Y agregó un dato más: “En febrero del 77 –seguía detenida pero podíamos recibir la visita de familiares– mi mamá me cuenta que a Guadagnoli lo habían echado del Liceo Militar General Manuel Belgrano, donde daba clases, con el cargo de abuso a un alumno de la institución”.
Es a partir de ese comentario y de un pequeño “detenido” que llega a la GIR en octubre del 76, que Isasa –ya en democracia– comienza su investigación sobre el paradero de Guadagnoli.
“Una noche de mucho calor, llega a la GIR una mujer de unos 40 años –venía de una zona semi rural– con un nenito de cinco o seis años. Habían pasado por varias comisarías y físicamente estaban en muy mal estado. Al día siguiente, deciden trasladar a la mujer, y el niño quedó con nosotros. Lo apodamos Franky”, recordó Isasa.
La testigo recordó en su relato frente al Tribunal que el nene estaba muy nervioso y no se quería bañar. Pero que luego de unos días de jugar con él lo convenció.
“Cuando le toque la colita le dolía. Estaba muy lastimado, lo habían violado. Sospechamos que fue una violación en la tortura de la madre. Cuando le pregunté qué le había pasado me dijo que eso se lo había hecho «un hombre vestido todo de negro». Y yo asoció esto con lo que me había contado mi mamá. Yo creo que este tipo es un pedófilo. Ése era el grado de perversión y cinismo de esta gente”, sentenció Isasa con furia.

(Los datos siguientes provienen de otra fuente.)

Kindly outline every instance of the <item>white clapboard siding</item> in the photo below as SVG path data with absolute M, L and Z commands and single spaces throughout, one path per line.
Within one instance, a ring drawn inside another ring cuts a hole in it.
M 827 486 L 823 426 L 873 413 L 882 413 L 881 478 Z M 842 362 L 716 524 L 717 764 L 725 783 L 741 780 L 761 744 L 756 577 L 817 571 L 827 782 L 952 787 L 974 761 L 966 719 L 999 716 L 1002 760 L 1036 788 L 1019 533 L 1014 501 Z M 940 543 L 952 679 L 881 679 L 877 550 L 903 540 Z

En medio de reflexiones sobre eclesiásticos que traicionaron su vocación, Isasa no quiso dejar de hablar de aquellos curas, sacerdotes y obispos que rompieron el silencio ante las atrocidades del régimen, denunciaron las desapariciones de personas, clamaron por la paz y se enfilaron tras la defensa de los derechos humanos.
“Monseñor Zazpe, trató de interceder por quienes estábamos en la GIR para que mejoraran nuestras condiciones de detención. Creo que él ingenuamente creyó que podía hacer más. No guardó las denuncias de los familiares en un cajón. Intercedió por la libertad de mucha gente”, aseguró Isasa.

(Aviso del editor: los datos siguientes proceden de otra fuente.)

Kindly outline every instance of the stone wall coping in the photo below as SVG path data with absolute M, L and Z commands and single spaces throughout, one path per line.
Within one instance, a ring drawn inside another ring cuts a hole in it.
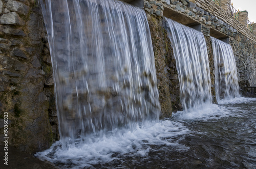
M 218 18 L 222 19 L 237 30 L 239 32 L 246 36 L 248 39 L 256 41 L 256 35 L 245 27 L 238 21 L 231 16 L 229 14 L 221 7 L 216 5 L 212 1 L 197 0 L 196 4 L 206 11 L 210 12 Z M 247 12 L 247 11 L 245 11 Z

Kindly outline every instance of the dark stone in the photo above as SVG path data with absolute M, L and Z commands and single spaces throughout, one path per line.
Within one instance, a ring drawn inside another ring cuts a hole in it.
M 14 55 L 17 57 L 19 57 L 26 59 L 28 59 L 24 52 L 19 48 L 16 48 L 14 49 L 12 52 L 12 53 Z
M 16 61 L 15 64 L 15 70 L 25 71 L 28 69 L 28 66 L 27 66 L 27 65 L 24 64 L 19 61 Z
M 35 68 L 37 69 L 40 68 L 41 67 L 41 65 L 36 55 L 35 55 L 34 56 L 33 58 L 34 60 L 32 62 L 33 66 L 34 66 Z
M 0 35 L 26 36 L 26 34 L 23 30 L 11 27 L 9 25 L 0 25 Z
M 7 75 L 11 77 L 20 77 L 21 75 L 18 73 L 14 73 L 12 72 L 11 72 L 9 70 L 4 70 L 3 71 L 4 74 Z
M 4 92 L 5 91 L 5 88 L 3 86 L 0 86 L 0 92 Z M 1 106 L 1 103 L 0 102 L 0 106 Z
M 196 6 L 197 6 L 197 5 L 196 4 L 194 4 L 194 3 L 191 3 L 191 2 L 189 2 L 188 3 L 188 7 L 189 7 L 189 8 L 196 8 Z
M 33 54 L 35 51 L 35 48 L 32 47 L 28 47 L 26 48 L 26 51 L 30 55 Z

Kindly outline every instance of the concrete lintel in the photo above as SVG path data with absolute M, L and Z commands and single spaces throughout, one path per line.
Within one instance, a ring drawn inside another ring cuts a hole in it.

Con el mismo aprecio, Isasa recordó la tarea que emprendieron el sacerdote Trucco, el obispo Justo Laguna, Enrique Angelelli y reivindicó la labor de quienes lucharon activamente por la paz y por una sociedad más justa y solidaria.

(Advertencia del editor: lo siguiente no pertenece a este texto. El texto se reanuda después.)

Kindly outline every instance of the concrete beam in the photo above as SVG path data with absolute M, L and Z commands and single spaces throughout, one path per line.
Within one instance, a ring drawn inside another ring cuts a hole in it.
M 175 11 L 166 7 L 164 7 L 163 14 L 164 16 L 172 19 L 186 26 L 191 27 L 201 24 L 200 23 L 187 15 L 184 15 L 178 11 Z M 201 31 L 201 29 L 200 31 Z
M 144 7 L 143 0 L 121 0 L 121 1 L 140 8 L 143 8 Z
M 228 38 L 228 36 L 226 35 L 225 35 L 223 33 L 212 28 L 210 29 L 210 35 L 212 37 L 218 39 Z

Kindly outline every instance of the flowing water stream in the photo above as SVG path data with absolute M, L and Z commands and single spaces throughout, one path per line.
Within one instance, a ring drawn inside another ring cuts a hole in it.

“La década del 70 fue también una época de gran trabajo social de parte de la Iglesia tercermundista. Eran curas con almas caritativas que misionaban sin imponer una cultura o una creencia. Luchaban contra la marginalidad y la pobreza. Ellos nos permitieron sostener nuestra fe en los seres humanos”, dijo Isasa.
Hoy, Patricia estima que Guadagnoli está en un pequeño pueblo de la provincia de Buenos Aires “donde no tiene pasado”. Pero también espera que los testimonios de las chicas de la GIR logren traerlo a la sala de audiencias del Tribunal Oral Federal de Santa Fe, y que su juzgamiento además de ser divino, sea terrenal.